Jesus you're thick. If I'm on patrol 50 km north of Kandahar, I need to network primarily with in-theater units: my command, my own unit, neighboring units, and supporting units on standby in case I get in some shit. Datacenters like these are the core of providing a high-speed, secure, LOCAL network to people operating in-theater. Yes, the data that has to be sent back to the Pentagon is going to go over a high-latency connection. NO, all of the data generated during normal operations does NOT all go back to the Pentagon. Once again: a high latency, low bandwidth network is death on communications, and communication is about the most important thing that you can have in a fight. Planes do not have the capabilities to do an effective job. There is no magical wifi router you can just strap to the bottom of a fucking AWACS plane and blanket 100 square miles with secure wireless networking.

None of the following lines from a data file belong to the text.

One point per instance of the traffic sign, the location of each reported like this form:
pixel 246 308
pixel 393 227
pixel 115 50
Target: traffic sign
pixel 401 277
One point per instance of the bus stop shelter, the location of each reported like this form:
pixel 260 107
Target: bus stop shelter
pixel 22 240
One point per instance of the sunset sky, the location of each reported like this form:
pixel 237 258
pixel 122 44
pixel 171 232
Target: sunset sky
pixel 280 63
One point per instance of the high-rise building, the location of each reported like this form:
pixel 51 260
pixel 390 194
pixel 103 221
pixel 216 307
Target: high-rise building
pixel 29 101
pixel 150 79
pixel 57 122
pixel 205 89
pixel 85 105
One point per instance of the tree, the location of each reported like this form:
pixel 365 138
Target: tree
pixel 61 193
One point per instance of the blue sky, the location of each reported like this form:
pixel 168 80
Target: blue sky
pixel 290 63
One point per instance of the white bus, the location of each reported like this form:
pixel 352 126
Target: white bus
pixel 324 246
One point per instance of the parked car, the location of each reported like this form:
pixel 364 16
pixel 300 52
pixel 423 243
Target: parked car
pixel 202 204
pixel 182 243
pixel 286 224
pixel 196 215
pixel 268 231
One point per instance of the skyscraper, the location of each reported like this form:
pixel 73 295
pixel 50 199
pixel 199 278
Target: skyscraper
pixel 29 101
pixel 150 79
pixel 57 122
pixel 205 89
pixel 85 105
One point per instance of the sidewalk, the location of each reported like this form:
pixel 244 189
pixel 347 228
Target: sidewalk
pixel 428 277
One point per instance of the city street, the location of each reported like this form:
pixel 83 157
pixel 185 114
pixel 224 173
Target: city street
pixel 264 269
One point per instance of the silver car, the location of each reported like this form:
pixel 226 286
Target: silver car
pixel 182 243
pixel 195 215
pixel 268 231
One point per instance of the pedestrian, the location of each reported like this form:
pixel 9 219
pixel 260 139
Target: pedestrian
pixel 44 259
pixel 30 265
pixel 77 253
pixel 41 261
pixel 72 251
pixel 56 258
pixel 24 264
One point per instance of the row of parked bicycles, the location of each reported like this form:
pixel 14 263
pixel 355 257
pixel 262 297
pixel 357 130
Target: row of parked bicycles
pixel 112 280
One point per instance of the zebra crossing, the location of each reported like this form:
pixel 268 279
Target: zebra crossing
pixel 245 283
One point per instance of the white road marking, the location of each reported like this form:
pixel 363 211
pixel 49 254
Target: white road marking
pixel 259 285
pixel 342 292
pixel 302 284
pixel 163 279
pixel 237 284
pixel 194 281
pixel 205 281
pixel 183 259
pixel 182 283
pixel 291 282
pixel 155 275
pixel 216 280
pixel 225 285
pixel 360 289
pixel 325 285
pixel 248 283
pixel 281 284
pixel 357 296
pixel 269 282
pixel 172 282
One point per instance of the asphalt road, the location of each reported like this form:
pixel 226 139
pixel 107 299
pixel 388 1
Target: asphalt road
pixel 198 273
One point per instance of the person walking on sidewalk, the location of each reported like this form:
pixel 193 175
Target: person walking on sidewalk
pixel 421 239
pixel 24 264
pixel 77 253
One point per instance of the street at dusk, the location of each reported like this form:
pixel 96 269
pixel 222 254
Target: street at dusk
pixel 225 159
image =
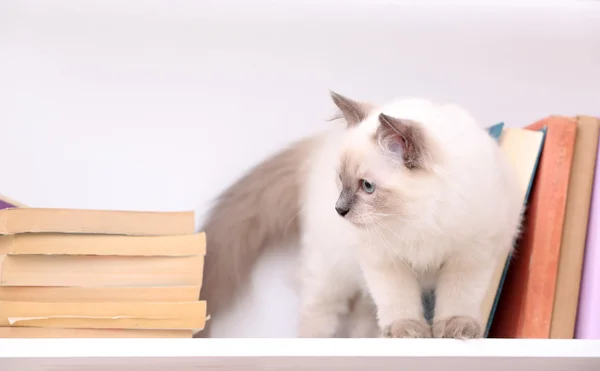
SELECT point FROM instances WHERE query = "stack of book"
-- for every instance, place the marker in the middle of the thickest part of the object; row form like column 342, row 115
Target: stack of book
column 99, row 273
column 77, row 273
column 549, row 286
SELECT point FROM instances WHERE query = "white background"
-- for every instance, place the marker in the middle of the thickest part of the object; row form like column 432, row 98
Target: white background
column 159, row 105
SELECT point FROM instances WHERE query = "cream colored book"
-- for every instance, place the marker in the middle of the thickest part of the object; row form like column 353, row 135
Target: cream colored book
column 522, row 148
column 95, row 294
column 82, row 333
column 97, row 244
column 111, row 315
column 38, row 220
column 99, row 271
column 581, row 181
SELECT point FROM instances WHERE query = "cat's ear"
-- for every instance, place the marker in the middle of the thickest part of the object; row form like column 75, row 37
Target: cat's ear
column 403, row 138
column 353, row 111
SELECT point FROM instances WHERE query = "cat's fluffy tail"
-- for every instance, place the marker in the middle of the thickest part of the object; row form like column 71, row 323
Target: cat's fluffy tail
column 260, row 210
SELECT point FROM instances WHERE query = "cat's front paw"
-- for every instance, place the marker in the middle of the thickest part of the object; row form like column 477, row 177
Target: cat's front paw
column 407, row 328
column 458, row 327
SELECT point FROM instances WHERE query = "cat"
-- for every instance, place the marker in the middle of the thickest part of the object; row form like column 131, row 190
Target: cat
column 396, row 200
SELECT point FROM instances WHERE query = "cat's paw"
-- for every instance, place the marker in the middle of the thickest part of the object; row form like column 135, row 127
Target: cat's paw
column 407, row 328
column 458, row 327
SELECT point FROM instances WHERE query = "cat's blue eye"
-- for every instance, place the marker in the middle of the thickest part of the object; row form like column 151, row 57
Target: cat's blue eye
column 367, row 186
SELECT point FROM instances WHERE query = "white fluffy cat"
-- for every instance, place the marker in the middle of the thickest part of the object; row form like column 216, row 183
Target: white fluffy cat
column 402, row 198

I will try to make this very simple since you seem very slow, the only place you drop in data centers is remote FOBs, those remote FOBs are going to be very far from main bases. You need to be able to communicate from your data center to the main base. This can be done one of 4 ways. 1 hard line connections, not an option for any area where you can't truck in a data center. 2 Line of sight communication/ tower relay's, not an option as you need tall towers in line of sight with each other you will need to truck in lots of equipment to build a tower. 3 satellite as you have said latency and bandwidth are an issue. 4 AWACs and other comms planes communicate from main bases to FOBs.
Right, because planes magically attain air superiority with no ground presence. And mobile SAM units are impossible to move around on the ground in the dark. And it's as easy as looking at your HUD to know that you've gotten all the enemy's SAM units. Who's too busy playing Call of Duty, again, friend?

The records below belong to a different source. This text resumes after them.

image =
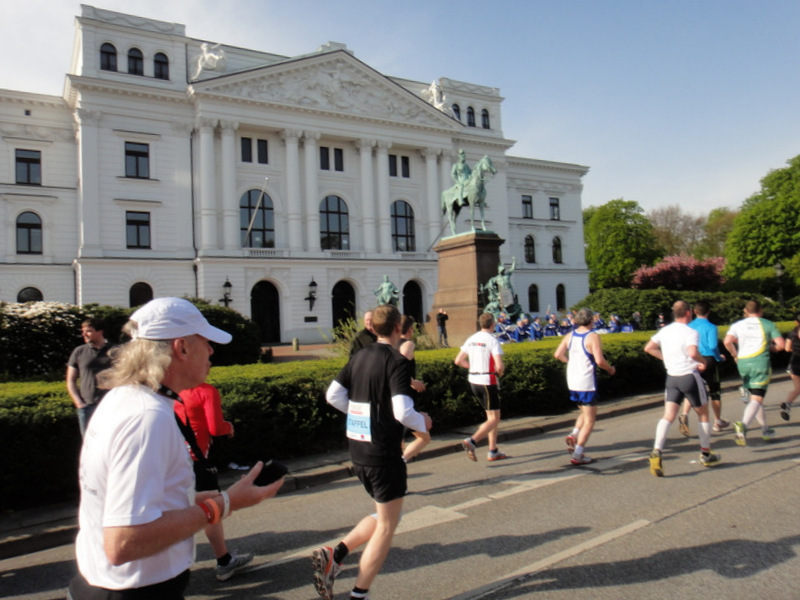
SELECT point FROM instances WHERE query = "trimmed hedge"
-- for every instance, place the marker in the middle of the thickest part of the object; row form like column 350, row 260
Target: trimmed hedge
column 280, row 410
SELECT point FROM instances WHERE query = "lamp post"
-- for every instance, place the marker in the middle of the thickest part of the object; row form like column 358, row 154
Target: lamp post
column 312, row 294
column 779, row 271
column 226, row 293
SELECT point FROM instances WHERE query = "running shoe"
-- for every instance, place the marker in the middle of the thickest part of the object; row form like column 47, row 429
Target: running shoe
column 493, row 456
column 709, row 460
column 581, row 460
column 683, row 424
column 470, row 448
column 325, row 571
column 721, row 425
column 655, row 463
column 741, row 431
column 237, row 563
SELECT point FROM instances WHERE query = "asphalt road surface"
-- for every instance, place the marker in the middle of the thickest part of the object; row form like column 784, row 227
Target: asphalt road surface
column 532, row 526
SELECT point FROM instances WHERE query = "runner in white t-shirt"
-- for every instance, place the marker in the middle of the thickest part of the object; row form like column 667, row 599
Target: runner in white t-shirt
column 482, row 355
column 676, row 344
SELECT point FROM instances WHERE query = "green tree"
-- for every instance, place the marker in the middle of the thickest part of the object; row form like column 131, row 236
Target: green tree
column 719, row 224
column 619, row 239
column 768, row 227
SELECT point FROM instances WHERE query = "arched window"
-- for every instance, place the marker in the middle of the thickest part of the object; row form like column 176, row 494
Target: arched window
column 135, row 62
column 160, row 66
column 139, row 294
column 258, row 210
column 334, row 224
column 403, row 237
column 29, row 233
column 533, row 298
column 530, row 249
column 30, row 295
column 561, row 297
column 108, row 57
column 557, row 256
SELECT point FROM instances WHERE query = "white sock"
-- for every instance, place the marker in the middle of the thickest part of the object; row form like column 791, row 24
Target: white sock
column 750, row 412
column 704, row 433
column 661, row 434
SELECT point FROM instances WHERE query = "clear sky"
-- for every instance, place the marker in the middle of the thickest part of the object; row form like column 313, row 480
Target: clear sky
column 687, row 102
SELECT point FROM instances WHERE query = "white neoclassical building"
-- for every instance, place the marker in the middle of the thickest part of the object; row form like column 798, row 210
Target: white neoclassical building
column 179, row 166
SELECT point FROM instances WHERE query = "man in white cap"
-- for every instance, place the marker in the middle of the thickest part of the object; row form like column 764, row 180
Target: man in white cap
column 139, row 511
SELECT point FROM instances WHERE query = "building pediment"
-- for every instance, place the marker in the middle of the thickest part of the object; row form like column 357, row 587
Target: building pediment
column 334, row 82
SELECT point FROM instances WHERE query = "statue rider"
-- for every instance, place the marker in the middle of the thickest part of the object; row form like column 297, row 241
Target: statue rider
column 461, row 173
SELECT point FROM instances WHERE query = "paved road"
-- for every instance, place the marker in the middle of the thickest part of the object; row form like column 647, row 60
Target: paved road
column 533, row 526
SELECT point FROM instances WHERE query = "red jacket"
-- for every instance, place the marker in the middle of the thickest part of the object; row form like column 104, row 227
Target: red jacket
column 204, row 408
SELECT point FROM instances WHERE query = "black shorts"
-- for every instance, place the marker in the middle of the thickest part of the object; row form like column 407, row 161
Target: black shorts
column 487, row 396
column 689, row 386
column 384, row 483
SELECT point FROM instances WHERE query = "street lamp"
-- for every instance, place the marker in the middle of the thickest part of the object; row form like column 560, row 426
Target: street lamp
column 226, row 293
column 312, row 294
column 779, row 271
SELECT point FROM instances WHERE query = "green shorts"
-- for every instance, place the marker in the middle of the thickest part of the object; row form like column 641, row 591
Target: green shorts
column 755, row 373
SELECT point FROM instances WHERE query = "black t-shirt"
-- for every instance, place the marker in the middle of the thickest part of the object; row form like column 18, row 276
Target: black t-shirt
column 373, row 376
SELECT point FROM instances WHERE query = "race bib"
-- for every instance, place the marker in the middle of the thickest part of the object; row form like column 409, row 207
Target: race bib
column 358, row 421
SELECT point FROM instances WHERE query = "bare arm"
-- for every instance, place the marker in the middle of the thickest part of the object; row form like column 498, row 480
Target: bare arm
column 72, row 387
column 132, row 542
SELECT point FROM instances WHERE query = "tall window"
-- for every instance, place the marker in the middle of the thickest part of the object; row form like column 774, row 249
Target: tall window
column 139, row 294
column 557, row 256
column 527, row 206
column 262, row 216
column 160, row 66
column 29, row 233
column 555, row 210
column 334, row 224
column 108, row 57
column 561, row 297
column 29, row 167
column 263, row 151
column 137, row 160
column 30, row 295
column 137, row 229
column 325, row 159
column 530, row 249
column 533, row 298
column 135, row 62
column 403, row 236
column 247, row 149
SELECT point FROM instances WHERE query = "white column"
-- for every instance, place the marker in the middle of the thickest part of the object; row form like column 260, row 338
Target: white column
column 230, row 203
column 89, row 190
column 208, row 213
column 311, row 156
column 434, row 200
column 291, row 138
column 370, row 229
column 384, row 209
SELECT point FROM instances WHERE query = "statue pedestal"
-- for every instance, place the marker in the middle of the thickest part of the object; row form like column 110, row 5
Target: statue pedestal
column 466, row 261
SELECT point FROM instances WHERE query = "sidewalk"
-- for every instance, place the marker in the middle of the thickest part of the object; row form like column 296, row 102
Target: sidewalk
column 27, row 531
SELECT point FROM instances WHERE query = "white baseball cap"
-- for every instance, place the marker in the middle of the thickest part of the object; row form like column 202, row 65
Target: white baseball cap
column 170, row 318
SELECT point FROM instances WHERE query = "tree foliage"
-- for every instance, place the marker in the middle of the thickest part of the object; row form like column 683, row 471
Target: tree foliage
column 619, row 239
column 677, row 232
column 768, row 227
column 681, row 273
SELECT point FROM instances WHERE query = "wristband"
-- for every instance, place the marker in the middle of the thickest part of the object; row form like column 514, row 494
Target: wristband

Your Call of Doodey training is failing you again. You are not gong to be dropping data centers from a helicopter before you have attained air superiority. You do know SAMs can be used against helicopters.
Other planes can, you fucking idiot. So can drones. And you don't have to get your shoulder-fired rocket very high if you hit that magical AWACS just after takeoff, or on approach at an airfield. Further, given that there are literally on the order of "a few dozen" AWACS planes in the US Air Force's arsenal, the odds that they're going to be using them to provide any sort of continuous networking capabilities to units across the theater is pretty fucking non-existent. You have NO idea what you're talking about, and you're only demonstrating how stupid you are by continuing to argue.
So you think heliocopters don't face these issues when they are dropping data centers? Do you think it is a good idea to put data centers in FOBs when the enemy can bomb them because they still have planes and drones? Do you think AWACs are the only plane that can handle comms? I listed 3 other that I know of off the top of my head that also provide comms, there are more then enough to provide coverage. Hitting a plane taking off or landing with a shoulder fired rocket is more difficult then you think, first the planes go dark so the enemy can't see them same with the runway, second they dive from a high altitude and land very quickly. I'm guessing Call of Doodey doesn't explain this.
What magical resources provide "secure and reliable network uplink/downlink" without having a physical footprint on the ground?
What magical resources eliminate the high latency of satellite uplinks, which makes things like drones, fire control systems, and real-time intelligence systems next-to-useless?